Долгогривый иноходец плясал под Диего, насторожив уши вместе с папашей Антонио, слушая последние распоряжения их господина.

– Антонио, я надеюсь на тебя. Не подведи.

– Будьте покойны, хозяин, всё будет в полном ажуре. Только зря вы затеяли это… Вечно ищете на свою голову приключений.– По глазам старика майор понял, что про себя торгаш наверняка подумал, что видит их в послед-ний раз.

– Голова-то моя,– андалузец усмехнулся и похлопал его по плечу.– Мы обязаны вернуться, иначе всё бессмысленно…

– Гром и молния! Но почему не послать одного Мигеля? – Початок сдвинул заскорузлым пальцем шляпу на затылок и отмахнулся от летящей перхоти мошкары.

– Это опасно.

– Э-э, я чую, вы боитесь, сеньор, что он так же канет, как братья Гонсалес…

– Да, боюсь,– сказал де Уэльва.– Нас осталось слишком мало. И я не хочу лишний раз рисковать.

Муньос растерянно заморгал: ответ оказался неожиданно прост. Империал жалобно заскрипел и качнулся на рессорах; мелькнула толстая, в пестрых заплатах задница,—папаша Муньос подался всей массой к майору.

– Что ж, возможно вы и правы, дон… Ему ведь только броситься в драку, а там хоть потоп… Чистый ад и сера! А ведь я его, признаться, люблю, дон, после лошадей больше всех на свете!

Толстяк вдруг перестал сосать кургузый окурок сигары и тихо сказал:

– Только, пожалуйста, возвращайтесь, сеньор. Что мы с дочкой будем делать без вас?.. Знайте, если вас убьют —сердце мое будет навек разбито!

– Я постараюсь поберечь твое сердце, старина. А тот, ради кого погибают, сам должен уметь смотреть в лицо смерти. И я докажу, что умею это делать. Ты же укрой карету, Антонио, и без глупостей. Глядеть в оба. И ни капли рому!

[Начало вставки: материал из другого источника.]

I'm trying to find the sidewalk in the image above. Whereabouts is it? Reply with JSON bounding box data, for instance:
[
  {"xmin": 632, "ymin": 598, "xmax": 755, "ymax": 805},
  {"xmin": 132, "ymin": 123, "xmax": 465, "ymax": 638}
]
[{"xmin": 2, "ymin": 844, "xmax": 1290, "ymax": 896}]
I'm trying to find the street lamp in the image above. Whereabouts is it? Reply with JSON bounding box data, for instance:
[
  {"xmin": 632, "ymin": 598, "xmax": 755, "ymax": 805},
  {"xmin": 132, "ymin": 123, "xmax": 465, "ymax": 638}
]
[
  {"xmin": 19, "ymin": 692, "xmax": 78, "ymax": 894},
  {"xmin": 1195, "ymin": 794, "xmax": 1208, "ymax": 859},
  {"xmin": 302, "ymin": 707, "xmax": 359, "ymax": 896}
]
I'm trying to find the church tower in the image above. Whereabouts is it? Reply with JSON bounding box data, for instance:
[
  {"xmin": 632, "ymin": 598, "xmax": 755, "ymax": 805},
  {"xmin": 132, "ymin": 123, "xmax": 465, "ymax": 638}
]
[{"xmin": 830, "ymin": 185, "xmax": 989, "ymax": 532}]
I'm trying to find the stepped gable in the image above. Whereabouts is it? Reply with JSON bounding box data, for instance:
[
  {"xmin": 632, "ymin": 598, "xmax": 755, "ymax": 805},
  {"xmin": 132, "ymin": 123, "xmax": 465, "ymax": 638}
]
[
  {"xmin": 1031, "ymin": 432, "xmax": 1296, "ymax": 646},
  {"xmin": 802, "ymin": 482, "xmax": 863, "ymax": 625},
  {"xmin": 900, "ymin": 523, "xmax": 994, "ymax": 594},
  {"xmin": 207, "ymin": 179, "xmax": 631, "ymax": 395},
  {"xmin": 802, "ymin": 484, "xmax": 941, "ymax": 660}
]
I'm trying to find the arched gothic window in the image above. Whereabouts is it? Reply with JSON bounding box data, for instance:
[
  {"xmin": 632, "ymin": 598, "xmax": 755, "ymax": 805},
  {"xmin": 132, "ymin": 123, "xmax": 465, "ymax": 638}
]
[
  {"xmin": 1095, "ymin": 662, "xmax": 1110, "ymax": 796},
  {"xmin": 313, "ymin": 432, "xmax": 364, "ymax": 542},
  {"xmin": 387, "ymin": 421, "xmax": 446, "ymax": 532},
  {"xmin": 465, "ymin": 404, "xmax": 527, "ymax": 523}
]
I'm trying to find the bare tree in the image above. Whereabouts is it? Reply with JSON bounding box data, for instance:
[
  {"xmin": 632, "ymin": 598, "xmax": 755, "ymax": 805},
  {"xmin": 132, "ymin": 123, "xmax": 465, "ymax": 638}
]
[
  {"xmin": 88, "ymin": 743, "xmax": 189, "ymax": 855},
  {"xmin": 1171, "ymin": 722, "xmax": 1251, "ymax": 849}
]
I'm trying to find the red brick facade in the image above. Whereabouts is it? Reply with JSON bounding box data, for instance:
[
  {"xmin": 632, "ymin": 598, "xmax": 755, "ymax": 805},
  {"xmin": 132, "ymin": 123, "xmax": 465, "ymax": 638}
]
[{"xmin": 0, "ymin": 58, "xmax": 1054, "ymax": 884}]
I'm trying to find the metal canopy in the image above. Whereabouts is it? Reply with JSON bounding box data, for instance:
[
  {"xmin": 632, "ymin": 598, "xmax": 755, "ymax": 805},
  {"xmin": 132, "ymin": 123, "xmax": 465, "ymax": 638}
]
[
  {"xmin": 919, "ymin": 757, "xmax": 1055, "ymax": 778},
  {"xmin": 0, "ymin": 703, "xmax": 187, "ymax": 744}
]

Золотой кастельяно качнулся под ухом толстяка: «Хорошенькое дельце «укрой»… места-то здесь, тьфу,– пропасть, как без штанов стоишь…»

Разворачивая жеребца, майор напоследок бросил:

– Не забудь приготовить что-нибудь на обед. Я так думаю: когда мы вернемся, наши желудки будут урчать почище волчьих. И вот еще: если увидишь, что из ущелья появился кто-нибудь, кроме нас,– убей!

Возница побледнел, но горячо заверил, что так и сделает. А хмурый Мигель не преминул добавить свою ложку дегтя в бочку меда:

– Береги свое брюхо, пузырь. Того и гляди, продырявят. Небось столько сала вытечет, что можно будет месяц каретные фонари заправлять.

Муньос собрался окрыситься, но дон уже кивнул головой и, увлекая за собой слугу, поскакал туда, где открывалась мрачная пасть каменистой теснины.

* * *

Клубящиеся в сыристом воздухе космы тумана к тому часу уже всецело объяли ущелье и, сдавленные отвесными скалами, лениво тянулись ввысь. И чудилось, будто мятежное сонмище фурий и демонов кружилось в нем в колдовском приплясе, поджидая заблудшую жертву.

Там, на одной из гранитных круч, сфинксом застыл всадник. Немой и неподвижный, он был нереален, подобен призраку, сотканному из тумана и мглы… Ветер завывал в длинных лохмотьях его одежд и спутанной гриве коня. Лик пришельца был обращен к долине, туда, где за жерлом ущелья земля резко, под наклоном, уходила к побережью; туда, куда часом ранее прогрохотала карета мадридского гонца. Шло время, а он продолжал всматриваться, точно пытался пробить взглядом курящуюся зыбь, а может, и просто пытал слух – в это время любой звук был отчетлив и далеко слышен. Но вот будто сошло заклятье – он ожил, приподнялся в седле, и в тот же миг желтое марево сомкнулось над ним. Налетевший мгновением позже порыв ветра развеял туман, но, странное дело, всадник исчез, пугающе стремительно и бесшумно.

1

      Хубон – длинная рубаха испанских крестьян.